Japan Tsunami A massive 8.9/9.0 magnitude earthquake hit the Pacific Ocean nearby Northeastern Japan at around 2:46pm on March 11 (JST) causing damage with blackouts, fire and tsunami. The violent wall of water swept away houses, cars and ships. Fires burned out of control. Power to a cooling system at a nuclear power plant was knocked out, forcing thousands to flee. A boat was caught in the vortex of a whirlpool at sea. The death toll rose steadily throughout the day, but the true extent of the disaster was not known because roads to the worst-hit areas were washed away or blocked by debris and airports were closed.
The earthquake and tsunami have caused extensive and severe damage in Northeastern Japan, leaving thousands of people confirmed dead, injured or missing, and millions more affected by lack of electricity, water and transportation.

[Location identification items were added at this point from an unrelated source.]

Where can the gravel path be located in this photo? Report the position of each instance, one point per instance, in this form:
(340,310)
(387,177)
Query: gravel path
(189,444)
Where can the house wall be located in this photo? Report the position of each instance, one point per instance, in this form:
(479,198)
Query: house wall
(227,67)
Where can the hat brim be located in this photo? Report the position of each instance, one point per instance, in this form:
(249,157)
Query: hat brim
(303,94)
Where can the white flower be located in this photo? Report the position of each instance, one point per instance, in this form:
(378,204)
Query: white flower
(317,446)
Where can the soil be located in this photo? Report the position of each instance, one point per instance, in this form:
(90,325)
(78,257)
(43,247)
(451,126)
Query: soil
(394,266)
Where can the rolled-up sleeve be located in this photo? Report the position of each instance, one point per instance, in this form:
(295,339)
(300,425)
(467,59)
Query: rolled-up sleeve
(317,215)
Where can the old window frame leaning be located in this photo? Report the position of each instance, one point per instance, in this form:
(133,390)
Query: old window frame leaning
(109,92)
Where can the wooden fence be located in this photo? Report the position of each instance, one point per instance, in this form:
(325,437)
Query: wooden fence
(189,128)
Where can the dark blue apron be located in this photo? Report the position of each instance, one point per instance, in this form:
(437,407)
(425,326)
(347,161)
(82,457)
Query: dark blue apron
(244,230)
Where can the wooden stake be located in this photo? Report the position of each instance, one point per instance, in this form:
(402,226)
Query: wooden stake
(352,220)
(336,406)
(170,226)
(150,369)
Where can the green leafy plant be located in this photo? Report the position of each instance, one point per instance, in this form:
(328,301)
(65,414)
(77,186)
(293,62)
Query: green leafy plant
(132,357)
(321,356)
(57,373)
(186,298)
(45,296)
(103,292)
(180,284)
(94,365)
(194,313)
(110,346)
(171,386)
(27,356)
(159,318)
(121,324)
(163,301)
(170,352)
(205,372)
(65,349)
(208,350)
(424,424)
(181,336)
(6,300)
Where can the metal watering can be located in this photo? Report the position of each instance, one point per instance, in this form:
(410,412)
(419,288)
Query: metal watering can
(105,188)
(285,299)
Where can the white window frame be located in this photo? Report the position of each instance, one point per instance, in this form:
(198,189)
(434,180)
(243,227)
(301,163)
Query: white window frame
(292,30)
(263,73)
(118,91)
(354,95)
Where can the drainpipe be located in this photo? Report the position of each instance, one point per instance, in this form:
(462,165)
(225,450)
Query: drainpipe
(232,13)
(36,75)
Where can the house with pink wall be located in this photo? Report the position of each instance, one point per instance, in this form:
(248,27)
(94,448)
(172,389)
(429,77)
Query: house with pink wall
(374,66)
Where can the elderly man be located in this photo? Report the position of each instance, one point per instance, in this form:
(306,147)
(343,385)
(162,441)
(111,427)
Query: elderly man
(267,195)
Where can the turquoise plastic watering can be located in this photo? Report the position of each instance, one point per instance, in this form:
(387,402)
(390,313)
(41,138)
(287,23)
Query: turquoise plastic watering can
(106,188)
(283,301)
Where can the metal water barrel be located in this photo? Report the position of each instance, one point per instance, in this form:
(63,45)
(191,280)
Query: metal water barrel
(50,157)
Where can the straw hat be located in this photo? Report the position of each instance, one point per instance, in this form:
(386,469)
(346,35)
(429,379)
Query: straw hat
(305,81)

The quake was the fifth-largest in the world since 1900 and nearly 8,000 times stronger than the one which devastated Christchurch, New Zealand. Around the northern coastal region of Tohoku, the Government reported that 2,852 buildings were destroyed and over 40,000 damaged either by earthquakes, tsunami or fire. The tsunami waves caused the greatest destruction; and an estimated 5,000 houses remain inundated with water in Iwate. In Sendai city of Miyagi 2,700 houses have been washed away, and 1,800 houses destroyed in Fukushima. The number of houses destroyed is also expected to increase as Government assessment teams gain access. 1,647 confirmed dead. 1,990 injured. More than 10,000 still missing. Japan is also facing a nuclear crisis: The quake damaged a nuclear power plant on the coast 240 km (150 miles) north-east of Tokyo. Radiation levels are rising after four explosions at the plant and at least three reactors are in danger of total meltdown. The coast has been hit by more than 150 aftershocks. Entire towns were wiped off the map. Houses, cars, ships, buildings were washed away, roads buckled, highways collapsed, power lines tangled, railway tracks damaged. Japan Rail suspended services in Tohoku and Yamagata, as well as on its Akita bullet-train lines. But there is still hope! Coastguards in Japan have rescued a dog from the top of a house washed out to sea by the earthquake and subsequent tsunami that hit the country's north-east coast three weeks ago.